In an era of extreme political polarization, Sanders represents from a policy standpoint the antithesis to his far-right counterparts—a group of Reagan-worshippers currently mobbing the Republican Party with calls to basically undo all of President Obama’s marquee achievements and return America to a whitebread vision of ostensibly-shared prosperity. So on Monday, Sanders preached an extremely progressive message to his far-left choir at the front of the chapel, and for many gathered there his policy points and promise not to back down was met with the same fervor usually reserved for Tea Party evangelists.
“We will win,” he promised the crowd while channeling Vito Corleone, “because we are going to make them an offer they can’t refuse.”
“We will win,” he repeated, because he and his supporters have the power of the people—the little ones, not the big ones at the top of the economic food chain—behind them.
“When you have one family who spends more money than either political party,” he said of the Koch brothers, who Sanders said will spend $900 million in order to get their way this election cycle, “you are not looking at democracy, you are looking at oligarchy.”
He went on: “I do not exaggerate when I tell you that the foundations of American democracy are being undermined. American democracy is not supposed to be about billionaires buying elections.”
Sanders has something else that Clinton doesn’t. Remember those “gifts” Mitt Romney mentioned when complaining about losing 2012 to Obama? Well, Sanders has a bag full of them.
For starters, 12 weeks of paid medical leave for mothers and fathers “like the rest of the industrialized world,” Sanders said. From there President Sanders would go on to mandate a national minimum wage of $15 an hour, expand Social Security, increase funding for jobs programs and education and, of course, force publicly funded elections by not putting anyone on the Supreme Court unless they promise to undo Citizens United.
“I do not exaggerate when I say that it is undermining American democracy,” he said.
With so much to give, who will foot the bill? Simple: The people some Sanders supporters want to eat, according to the buttons pinned to their chests: the rich.
“Do not get sucked into this worldview,” he said, urging the crowd of bright-eyed idealists not to listen to Republicans who rail against government spending and constantly bring up that nagging $16 (or is it $19 now?) trillion in national debt hanging over all our heads. “We are the wealthiest nation in the history of the Earth.”
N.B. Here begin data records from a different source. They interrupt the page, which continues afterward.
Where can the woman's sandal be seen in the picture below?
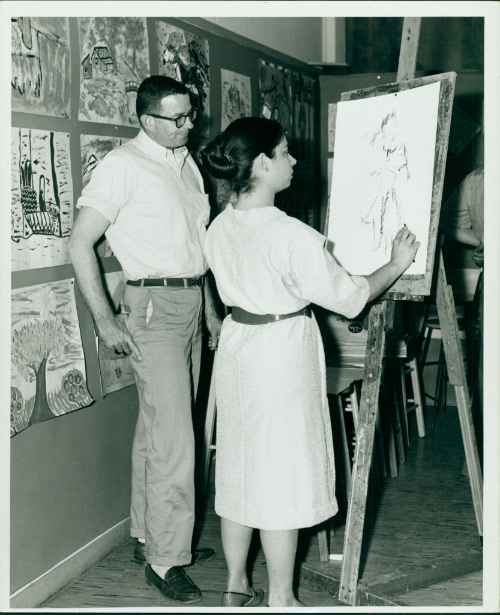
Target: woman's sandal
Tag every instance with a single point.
(236, 599)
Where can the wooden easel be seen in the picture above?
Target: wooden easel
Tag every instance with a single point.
(379, 322)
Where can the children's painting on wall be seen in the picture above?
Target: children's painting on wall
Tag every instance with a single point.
(236, 97)
(276, 94)
(382, 176)
(185, 58)
(42, 198)
(93, 150)
(41, 77)
(224, 195)
(303, 142)
(116, 369)
(48, 375)
(114, 60)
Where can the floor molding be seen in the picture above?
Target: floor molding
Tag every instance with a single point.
(316, 580)
(65, 572)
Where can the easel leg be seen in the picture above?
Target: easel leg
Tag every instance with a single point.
(363, 454)
(208, 434)
(456, 373)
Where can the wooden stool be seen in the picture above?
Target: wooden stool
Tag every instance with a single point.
(431, 323)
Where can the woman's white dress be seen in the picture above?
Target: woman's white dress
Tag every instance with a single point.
(275, 466)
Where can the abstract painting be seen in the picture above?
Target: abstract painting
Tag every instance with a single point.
(276, 94)
(42, 198)
(224, 195)
(185, 57)
(116, 369)
(41, 75)
(114, 60)
(303, 122)
(236, 97)
(93, 150)
(48, 376)
(382, 176)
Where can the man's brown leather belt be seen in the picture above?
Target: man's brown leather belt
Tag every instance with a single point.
(247, 318)
(185, 282)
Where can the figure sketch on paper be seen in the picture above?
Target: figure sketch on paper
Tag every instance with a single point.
(42, 198)
(388, 166)
(40, 77)
(185, 58)
(47, 362)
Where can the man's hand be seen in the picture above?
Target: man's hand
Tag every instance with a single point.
(214, 325)
(114, 335)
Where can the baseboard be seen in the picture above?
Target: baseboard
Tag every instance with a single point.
(51, 582)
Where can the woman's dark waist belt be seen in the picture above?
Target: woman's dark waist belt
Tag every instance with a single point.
(247, 318)
(185, 282)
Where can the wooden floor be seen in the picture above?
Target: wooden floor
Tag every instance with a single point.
(422, 546)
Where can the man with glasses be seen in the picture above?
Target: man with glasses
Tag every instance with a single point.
(147, 197)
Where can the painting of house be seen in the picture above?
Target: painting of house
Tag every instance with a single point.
(114, 61)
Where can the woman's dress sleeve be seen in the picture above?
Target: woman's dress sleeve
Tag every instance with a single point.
(312, 273)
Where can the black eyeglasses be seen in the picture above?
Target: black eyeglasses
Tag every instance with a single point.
(179, 121)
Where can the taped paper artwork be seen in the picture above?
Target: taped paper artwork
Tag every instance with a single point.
(114, 60)
(116, 369)
(48, 375)
(304, 122)
(93, 150)
(236, 97)
(41, 76)
(185, 58)
(41, 198)
(382, 176)
(276, 94)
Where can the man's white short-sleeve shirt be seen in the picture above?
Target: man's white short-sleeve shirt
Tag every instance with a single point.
(154, 200)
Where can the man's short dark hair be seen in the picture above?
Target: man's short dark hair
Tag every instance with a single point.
(153, 90)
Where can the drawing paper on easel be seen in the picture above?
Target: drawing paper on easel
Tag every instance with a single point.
(382, 176)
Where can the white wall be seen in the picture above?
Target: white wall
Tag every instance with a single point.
(299, 37)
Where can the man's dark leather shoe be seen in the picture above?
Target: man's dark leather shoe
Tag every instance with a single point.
(176, 585)
(199, 555)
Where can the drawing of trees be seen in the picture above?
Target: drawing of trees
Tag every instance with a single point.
(32, 345)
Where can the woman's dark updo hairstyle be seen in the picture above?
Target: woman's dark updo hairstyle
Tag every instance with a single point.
(230, 155)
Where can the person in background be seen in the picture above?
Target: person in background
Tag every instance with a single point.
(275, 465)
(147, 197)
(462, 219)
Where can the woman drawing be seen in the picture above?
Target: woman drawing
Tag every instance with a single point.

“Please do not tell me that in the United States of America, at a time when we are seeing a proliferation of millionaires and billionaires,” he evangelized. “Don’t tell me that we have to have the highest proliferation of childhood poverty of any developed nation on Earth.”
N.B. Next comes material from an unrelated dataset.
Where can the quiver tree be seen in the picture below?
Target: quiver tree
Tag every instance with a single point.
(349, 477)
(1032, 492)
So we have the money, Sanders continued, we just have to raise taxes on the top-tenth of the One Percent and the One Percent themselves, he said. It will be easy to do because that’s what “the people” want. All he has to do is get them to vote—in general—and for him over Hillary Clinton.
The crowd at the University of Chicago needed almost no convincing.
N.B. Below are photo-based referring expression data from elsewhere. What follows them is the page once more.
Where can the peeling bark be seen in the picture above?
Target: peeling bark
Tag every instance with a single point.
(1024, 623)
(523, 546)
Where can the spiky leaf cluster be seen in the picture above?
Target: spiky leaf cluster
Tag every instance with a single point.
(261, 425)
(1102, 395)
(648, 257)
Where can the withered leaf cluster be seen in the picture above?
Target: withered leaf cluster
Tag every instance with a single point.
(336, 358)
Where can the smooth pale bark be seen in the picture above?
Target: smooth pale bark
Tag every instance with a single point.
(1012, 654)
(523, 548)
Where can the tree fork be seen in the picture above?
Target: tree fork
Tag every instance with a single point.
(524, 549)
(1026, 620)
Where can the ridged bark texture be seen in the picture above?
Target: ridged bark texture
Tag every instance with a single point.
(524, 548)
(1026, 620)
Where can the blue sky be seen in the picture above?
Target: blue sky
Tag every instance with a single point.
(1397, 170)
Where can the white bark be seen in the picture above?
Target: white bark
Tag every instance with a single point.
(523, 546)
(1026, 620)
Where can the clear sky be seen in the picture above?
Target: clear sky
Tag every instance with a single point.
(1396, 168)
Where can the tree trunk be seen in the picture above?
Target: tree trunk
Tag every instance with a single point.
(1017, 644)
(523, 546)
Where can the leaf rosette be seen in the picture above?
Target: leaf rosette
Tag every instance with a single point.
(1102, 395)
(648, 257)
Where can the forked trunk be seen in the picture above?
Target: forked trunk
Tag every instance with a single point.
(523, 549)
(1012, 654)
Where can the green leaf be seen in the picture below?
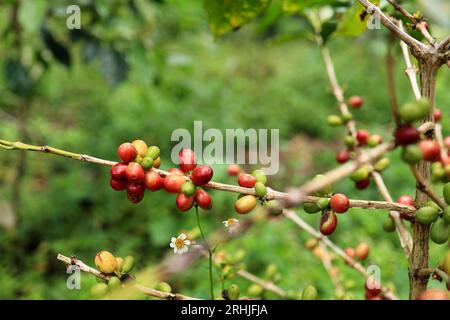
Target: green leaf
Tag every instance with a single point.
(354, 21)
(230, 15)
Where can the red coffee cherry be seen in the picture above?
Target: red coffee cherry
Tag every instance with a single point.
(339, 203)
(362, 136)
(406, 200)
(118, 185)
(153, 181)
(233, 170)
(118, 171)
(202, 175)
(405, 135)
(430, 150)
(173, 183)
(343, 156)
(355, 102)
(328, 222)
(362, 184)
(135, 192)
(127, 152)
(203, 199)
(187, 160)
(135, 173)
(437, 113)
(246, 180)
(184, 203)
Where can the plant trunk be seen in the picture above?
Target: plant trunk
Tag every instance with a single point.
(419, 255)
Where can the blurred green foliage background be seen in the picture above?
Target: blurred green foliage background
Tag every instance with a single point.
(140, 69)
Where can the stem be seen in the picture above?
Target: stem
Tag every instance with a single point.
(210, 255)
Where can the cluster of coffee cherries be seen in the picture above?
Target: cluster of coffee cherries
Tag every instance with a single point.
(116, 268)
(134, 173)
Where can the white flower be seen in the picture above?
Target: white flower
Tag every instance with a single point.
(180, 244)
(232, 224)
“Hillary’s really willing to get down and dirty, play political games and take money from Super PACs,” Eric Holmberg, a 21-year-old student at the school, told The Daily Beast. “Whereas with Bernie, he’s funding his campaign with individual donors. That’s something I can do, that’s something that I can be a part of. But she doesn’t want me to be a part of that.”
But Sanders does. He’s a man of the people.
“While they have the money, and they have the power,” he said of his opponents on both the left and the right at the end of his speech. “We have something that they do not have: We have the people!”